# Coherence Check

Goal: We've a sample of generated text. We want to select the ones which are coherent and discard the rest. 

Not a Goal: Checking for semantic correctness.

## Possible Approaches for Coherence Checks

1. [**Recommended**] Using a different Language Model and calculating perplexity of the sentence and threshold to select only coherent variants. Use a LM fine-tuned on your training corpus to make sure that the perple

2. Using dependency parsing from spaCy to see if there are conditions/patterns which incoherent sentences fail, but coherent sentences meet. Common example: The root verb in the sentence should be directly connected to the subject. There should be no dangling clauses.

3. For longer text generation, in addition for training with the next sentence prediction task. Generate multiple next sentences and use the [CLS] emb + classifier to mark each sentence as coherent or not. 

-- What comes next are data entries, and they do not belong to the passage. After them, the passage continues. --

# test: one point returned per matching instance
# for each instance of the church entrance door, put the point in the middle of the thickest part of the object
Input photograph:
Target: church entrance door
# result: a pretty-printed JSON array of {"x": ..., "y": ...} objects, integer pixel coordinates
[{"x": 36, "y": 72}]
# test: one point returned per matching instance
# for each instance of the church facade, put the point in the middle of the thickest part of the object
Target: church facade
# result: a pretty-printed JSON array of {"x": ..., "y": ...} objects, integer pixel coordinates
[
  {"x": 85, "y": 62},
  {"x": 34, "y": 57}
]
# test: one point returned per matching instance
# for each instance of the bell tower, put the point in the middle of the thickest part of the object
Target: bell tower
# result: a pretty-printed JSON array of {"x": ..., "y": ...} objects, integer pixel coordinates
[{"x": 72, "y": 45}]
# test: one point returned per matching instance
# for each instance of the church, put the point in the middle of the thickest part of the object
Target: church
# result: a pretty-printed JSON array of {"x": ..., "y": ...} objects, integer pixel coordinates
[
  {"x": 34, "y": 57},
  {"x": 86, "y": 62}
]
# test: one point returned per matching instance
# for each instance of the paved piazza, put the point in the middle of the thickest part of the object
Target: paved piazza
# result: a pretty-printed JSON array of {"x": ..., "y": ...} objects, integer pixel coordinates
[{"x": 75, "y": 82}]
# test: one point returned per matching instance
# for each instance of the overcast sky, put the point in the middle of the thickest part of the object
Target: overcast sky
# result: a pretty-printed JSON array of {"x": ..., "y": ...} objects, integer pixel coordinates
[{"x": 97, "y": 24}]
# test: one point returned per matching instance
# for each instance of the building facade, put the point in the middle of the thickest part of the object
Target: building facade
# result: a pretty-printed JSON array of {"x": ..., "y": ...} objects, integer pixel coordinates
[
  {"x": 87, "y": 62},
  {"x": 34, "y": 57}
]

> We encode each sentence by adding [CLS] token to the last position, and feed the hidden state of this token to a double dot-product regression model. The final output is from a logistic regression predicting if the two sentences come from the same paragraph or not.
> - From [Improving Language Generation with Sentence Coherence Objective](https://www.arxiv-vanity.com/papers/2009.06358/)

In [14]:
# TODO
# Add example of perplexity change using GPT-2 or T5

In [3]:
import spacy
from spacy import displacy

nlp = spacy.load("en_core_web_sm")

In [12]:
doc = nlp("Stitch in time, saves Nine")
options = {"bg": "#09a3d5", "color": "white"}
displacy.render(doc, style="dep", options=options)

In [13]:
doc = nlp("Stitch in time")
displacy.render(doc, style="dep", options=options)

Notice that when the phrase/clause is used - the verb "Stitch" does not have a subject. While the previous one, does via `conj` (conjuction). 

As an example of rule/filter, we can enforce a constraint that every verb needs to have a subject.